General principles of compensatory damages
- Measure of damages
- Mitigation of loss
- The One Action Rule
- General and special damages
The one action rule
A claimant can bring only one claim based on one set of facts, meaning that the court will award a single lump sum to cover both losses already suffered up to the time of trail and losses which the claimant is expected to suffer in the future. (A continuing tort is different.)
Special damages
Those losses which are capable of being calculated precisely at the time of trial and which are stated in the form of a calculation.
General damages
Those losses which are not capable of being calculated precisely and are therefore left to the court to determine. Includes pain, suffering and loss of amenity and all losses incurred after the trial.
Pecuniary losses
Those which are capable of mathematical calculation in money terms.
Non-pecuniary losses
Those which are not capable of being calculated in money terms, eg pain and suffering.

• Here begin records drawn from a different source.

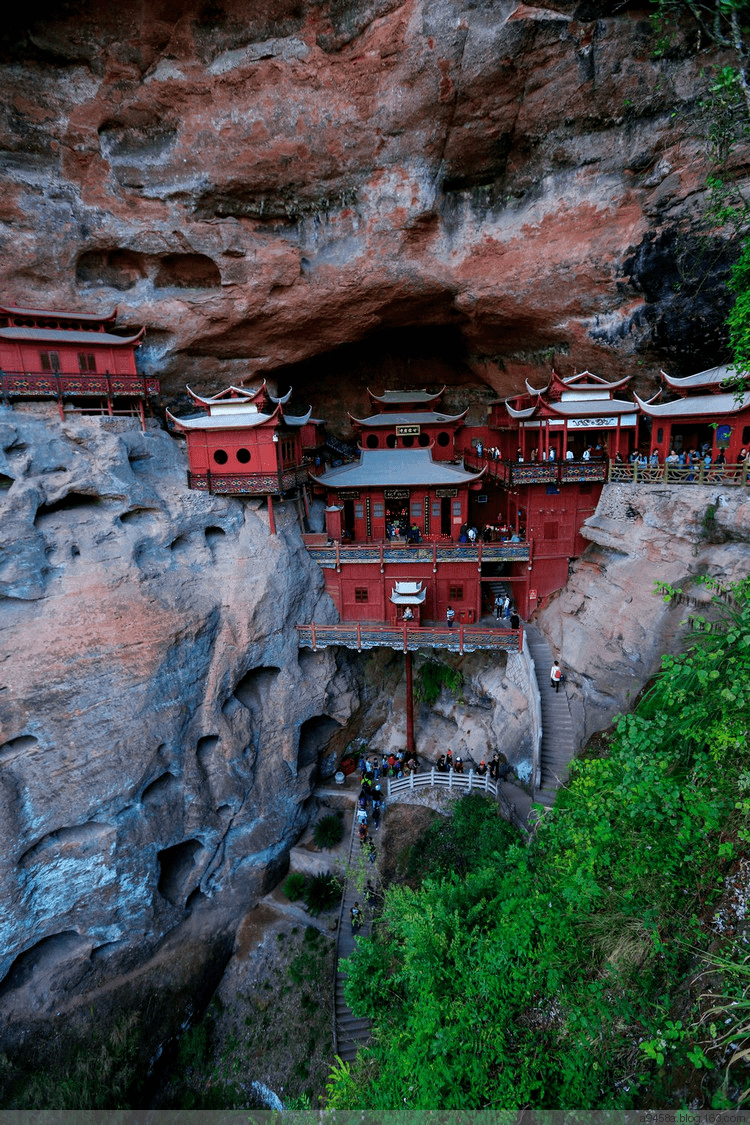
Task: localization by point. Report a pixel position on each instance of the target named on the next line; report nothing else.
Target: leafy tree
(556, 974)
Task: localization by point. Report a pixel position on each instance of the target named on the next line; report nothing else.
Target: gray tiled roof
(696, 404)
(394, 467)
(396, 417)
(63, 336)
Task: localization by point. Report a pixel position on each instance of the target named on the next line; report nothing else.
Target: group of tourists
(496, 770)
(395, 764)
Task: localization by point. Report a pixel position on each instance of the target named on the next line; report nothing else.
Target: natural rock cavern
(334, 194)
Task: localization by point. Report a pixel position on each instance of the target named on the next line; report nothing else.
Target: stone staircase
(351, 1033)
(558, 743)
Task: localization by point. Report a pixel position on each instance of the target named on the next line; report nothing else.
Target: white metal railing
(467, 782)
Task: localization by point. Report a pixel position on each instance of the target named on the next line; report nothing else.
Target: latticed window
(50, 361)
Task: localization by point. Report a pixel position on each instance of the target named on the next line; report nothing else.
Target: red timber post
(409, 705)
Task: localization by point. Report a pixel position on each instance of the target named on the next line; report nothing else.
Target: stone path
(350, 1032)
(558, 743)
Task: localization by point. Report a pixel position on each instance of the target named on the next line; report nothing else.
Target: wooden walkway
(558, 743)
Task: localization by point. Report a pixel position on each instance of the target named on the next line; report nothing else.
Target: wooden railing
(62, 385)
(517, 473)
(434, 552)
(363, 636)
(249, 484)
(512, 474)
(463, 783)
(701, 474)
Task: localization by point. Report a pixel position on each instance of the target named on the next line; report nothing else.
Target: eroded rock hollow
(461, 191)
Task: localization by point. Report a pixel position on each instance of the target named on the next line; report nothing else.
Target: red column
(409, 705)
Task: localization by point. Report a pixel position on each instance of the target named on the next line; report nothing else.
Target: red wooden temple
(80, 359)
(245, 443)
(704, 413)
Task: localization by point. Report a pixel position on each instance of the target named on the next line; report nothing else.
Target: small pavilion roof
(229, 396)
(59, 314)
(584, 380)
(408, 593)
(405, 397)
(696, 405)
(240, 420)
(388, 468)
(416, 417)
(70, 336)
(577, 407)
(714, 377)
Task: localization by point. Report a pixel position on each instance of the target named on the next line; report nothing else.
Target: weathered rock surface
(608, 624)
(488, 712)
(159, 728)
(452, 189)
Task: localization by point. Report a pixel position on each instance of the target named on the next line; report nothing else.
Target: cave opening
(397, 358)
(315, 736)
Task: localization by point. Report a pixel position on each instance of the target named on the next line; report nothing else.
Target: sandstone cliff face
(608, 624)
(159, 729)
(452, 189)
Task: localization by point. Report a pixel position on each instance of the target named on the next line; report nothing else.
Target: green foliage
(527, 975)
(328, 831)
(739, 317)
(322, 892)
(433, 676)
(294, 888)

Pain and suffering (damages for personal injury)
Covers past, present, future pain. Also anguish of knowing your life expectancy has been cut short - Administration of Justice Act 1982. In the case of Wise v Kaye [1962], there is a subjective test for awarding a sum - being aware of the injuries, so an unconscious (eg coma) claimant would not be able to claim.
Loss of amenity (damages for personal injury)

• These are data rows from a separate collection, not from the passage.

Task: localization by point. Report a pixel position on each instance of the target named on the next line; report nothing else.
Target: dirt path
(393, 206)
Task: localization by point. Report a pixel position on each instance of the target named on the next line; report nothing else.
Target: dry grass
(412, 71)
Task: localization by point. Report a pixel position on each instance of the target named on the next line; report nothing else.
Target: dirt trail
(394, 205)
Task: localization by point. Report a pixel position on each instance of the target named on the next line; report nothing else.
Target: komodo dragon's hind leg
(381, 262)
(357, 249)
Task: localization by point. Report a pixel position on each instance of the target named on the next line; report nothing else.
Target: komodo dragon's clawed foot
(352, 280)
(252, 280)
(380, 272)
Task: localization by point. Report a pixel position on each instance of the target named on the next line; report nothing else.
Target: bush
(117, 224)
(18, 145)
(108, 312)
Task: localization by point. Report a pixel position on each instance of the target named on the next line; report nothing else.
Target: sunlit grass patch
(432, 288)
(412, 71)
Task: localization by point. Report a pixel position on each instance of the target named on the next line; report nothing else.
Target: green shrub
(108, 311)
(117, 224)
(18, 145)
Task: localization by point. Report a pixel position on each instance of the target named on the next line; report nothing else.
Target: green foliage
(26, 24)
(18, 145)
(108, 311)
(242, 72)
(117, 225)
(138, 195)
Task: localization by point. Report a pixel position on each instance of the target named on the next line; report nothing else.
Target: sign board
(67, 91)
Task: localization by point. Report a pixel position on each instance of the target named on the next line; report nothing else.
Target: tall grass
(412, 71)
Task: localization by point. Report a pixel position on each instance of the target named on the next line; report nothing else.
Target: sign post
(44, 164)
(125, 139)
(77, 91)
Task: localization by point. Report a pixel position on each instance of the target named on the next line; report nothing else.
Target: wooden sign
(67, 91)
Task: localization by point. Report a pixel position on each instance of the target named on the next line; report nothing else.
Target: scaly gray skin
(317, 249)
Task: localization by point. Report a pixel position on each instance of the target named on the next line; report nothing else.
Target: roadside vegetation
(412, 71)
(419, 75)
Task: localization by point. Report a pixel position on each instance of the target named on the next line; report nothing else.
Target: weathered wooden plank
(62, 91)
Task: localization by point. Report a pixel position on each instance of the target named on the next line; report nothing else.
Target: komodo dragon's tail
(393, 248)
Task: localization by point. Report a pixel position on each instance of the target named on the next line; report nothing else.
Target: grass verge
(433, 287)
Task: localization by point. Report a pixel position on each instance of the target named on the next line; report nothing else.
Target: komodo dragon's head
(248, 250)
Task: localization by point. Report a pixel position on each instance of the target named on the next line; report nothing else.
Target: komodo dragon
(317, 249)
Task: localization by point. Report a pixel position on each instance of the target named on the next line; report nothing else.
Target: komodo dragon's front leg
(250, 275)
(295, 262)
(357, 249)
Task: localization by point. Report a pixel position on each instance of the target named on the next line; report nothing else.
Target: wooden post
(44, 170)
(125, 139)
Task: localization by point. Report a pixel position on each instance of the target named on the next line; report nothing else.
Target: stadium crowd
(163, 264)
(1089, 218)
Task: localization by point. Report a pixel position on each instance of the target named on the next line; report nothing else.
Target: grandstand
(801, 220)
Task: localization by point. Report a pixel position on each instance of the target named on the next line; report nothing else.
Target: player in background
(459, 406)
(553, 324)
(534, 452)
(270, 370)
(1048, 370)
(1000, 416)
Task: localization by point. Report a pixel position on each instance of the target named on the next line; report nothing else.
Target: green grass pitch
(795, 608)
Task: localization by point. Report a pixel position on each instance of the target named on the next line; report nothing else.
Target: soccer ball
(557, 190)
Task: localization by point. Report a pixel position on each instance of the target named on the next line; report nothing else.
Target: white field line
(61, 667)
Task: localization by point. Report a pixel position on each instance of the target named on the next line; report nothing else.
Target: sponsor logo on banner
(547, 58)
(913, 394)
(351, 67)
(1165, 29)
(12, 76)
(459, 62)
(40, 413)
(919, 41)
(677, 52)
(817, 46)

Eg loss of freedom of movement, sight, smell. There is an objective test under West v Shephard [1964], able to claim conscious or not.
Medical expenses
If incurred pre-trial they will be special damages, if to be incurred post-trial they will be general damages. Can claim for any reasonable medical expenses. Can recover reasonable cost of private medical treatment under Law Reform (Personal Injuries) Act 1948.

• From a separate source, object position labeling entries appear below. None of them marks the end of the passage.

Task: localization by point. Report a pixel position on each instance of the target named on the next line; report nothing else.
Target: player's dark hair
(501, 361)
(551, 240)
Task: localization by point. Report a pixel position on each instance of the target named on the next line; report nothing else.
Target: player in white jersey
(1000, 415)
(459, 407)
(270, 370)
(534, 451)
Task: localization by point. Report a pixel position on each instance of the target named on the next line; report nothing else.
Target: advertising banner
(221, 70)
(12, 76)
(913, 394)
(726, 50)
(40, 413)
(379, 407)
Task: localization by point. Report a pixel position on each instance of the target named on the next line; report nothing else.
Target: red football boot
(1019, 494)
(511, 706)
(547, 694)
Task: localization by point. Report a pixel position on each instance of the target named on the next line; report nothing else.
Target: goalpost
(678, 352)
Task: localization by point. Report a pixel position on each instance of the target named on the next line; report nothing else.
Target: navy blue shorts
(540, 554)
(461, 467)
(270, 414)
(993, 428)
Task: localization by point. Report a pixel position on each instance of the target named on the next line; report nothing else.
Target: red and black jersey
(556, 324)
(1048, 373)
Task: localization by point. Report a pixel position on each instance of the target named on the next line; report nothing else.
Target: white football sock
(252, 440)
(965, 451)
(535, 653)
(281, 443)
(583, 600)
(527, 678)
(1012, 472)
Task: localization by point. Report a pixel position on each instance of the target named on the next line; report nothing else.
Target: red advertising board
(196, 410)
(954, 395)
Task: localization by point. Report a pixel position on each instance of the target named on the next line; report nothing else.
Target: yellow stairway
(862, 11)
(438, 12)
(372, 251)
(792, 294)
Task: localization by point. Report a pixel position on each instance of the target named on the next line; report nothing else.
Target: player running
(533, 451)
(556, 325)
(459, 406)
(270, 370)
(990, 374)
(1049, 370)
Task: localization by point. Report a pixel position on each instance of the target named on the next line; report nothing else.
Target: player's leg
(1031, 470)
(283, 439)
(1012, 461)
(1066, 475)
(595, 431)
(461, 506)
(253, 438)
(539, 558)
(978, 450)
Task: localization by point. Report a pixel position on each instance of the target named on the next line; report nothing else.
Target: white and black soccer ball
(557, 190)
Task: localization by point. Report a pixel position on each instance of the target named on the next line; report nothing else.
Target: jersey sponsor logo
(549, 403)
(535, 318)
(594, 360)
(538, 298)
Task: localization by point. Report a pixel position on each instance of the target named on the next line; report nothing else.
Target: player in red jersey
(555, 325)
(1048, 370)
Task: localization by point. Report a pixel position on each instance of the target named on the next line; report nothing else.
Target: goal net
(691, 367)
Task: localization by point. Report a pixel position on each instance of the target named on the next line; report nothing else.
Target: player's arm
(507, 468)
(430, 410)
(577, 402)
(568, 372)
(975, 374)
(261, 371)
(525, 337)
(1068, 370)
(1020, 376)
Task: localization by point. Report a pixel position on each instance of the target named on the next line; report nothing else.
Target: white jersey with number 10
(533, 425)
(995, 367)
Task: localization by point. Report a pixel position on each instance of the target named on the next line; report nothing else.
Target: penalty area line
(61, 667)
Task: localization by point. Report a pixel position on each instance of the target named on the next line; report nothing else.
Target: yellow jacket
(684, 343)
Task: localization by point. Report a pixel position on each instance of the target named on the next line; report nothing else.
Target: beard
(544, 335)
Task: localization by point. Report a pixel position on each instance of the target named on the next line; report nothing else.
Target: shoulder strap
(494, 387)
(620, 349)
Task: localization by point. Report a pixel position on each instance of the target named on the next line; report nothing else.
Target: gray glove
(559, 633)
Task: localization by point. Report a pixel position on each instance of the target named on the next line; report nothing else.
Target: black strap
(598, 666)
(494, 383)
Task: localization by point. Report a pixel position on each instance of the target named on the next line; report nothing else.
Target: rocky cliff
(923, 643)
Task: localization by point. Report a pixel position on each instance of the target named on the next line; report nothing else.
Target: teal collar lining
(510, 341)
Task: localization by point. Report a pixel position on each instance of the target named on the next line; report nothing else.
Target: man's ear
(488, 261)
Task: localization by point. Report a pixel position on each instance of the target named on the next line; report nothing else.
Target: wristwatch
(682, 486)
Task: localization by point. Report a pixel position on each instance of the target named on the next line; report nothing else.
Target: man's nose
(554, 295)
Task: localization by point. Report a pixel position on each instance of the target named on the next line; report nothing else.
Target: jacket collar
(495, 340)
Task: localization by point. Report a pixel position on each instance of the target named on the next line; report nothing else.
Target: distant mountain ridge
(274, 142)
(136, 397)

Loss of earnings post-trial
The net annual loss is known as the ‘multiplicand’. Then the period of time that the claimant will lose this money is called the ‘multiplier’. Want to avoid over-compensating.
Loss of earnings for lost years
When life expectancy and therefore working time is cut short. Can claim this as in Pickett v British Rail Engineering [1980]. There is a deduction for what the claimant would have spent on themselves, so 25% for a person married with dependant children and 33% for those with no dependants.
Claiming services post injury
Eg housework, nursing care. Can be recovered as in Schneider v Eisovitch [1960]. Housecroft v Burnett [1986] for when a spouse or relative does the caring.
Loss of earning capacity
Smith v Manchester Corporation - an award to compensate for the disadvantage from disability on the job market.
Exceptions from deductions from damages
- insurance payments
- ill-health pensions
- charitable payments
So as to not discourage people from getting insurances or making charitable payments.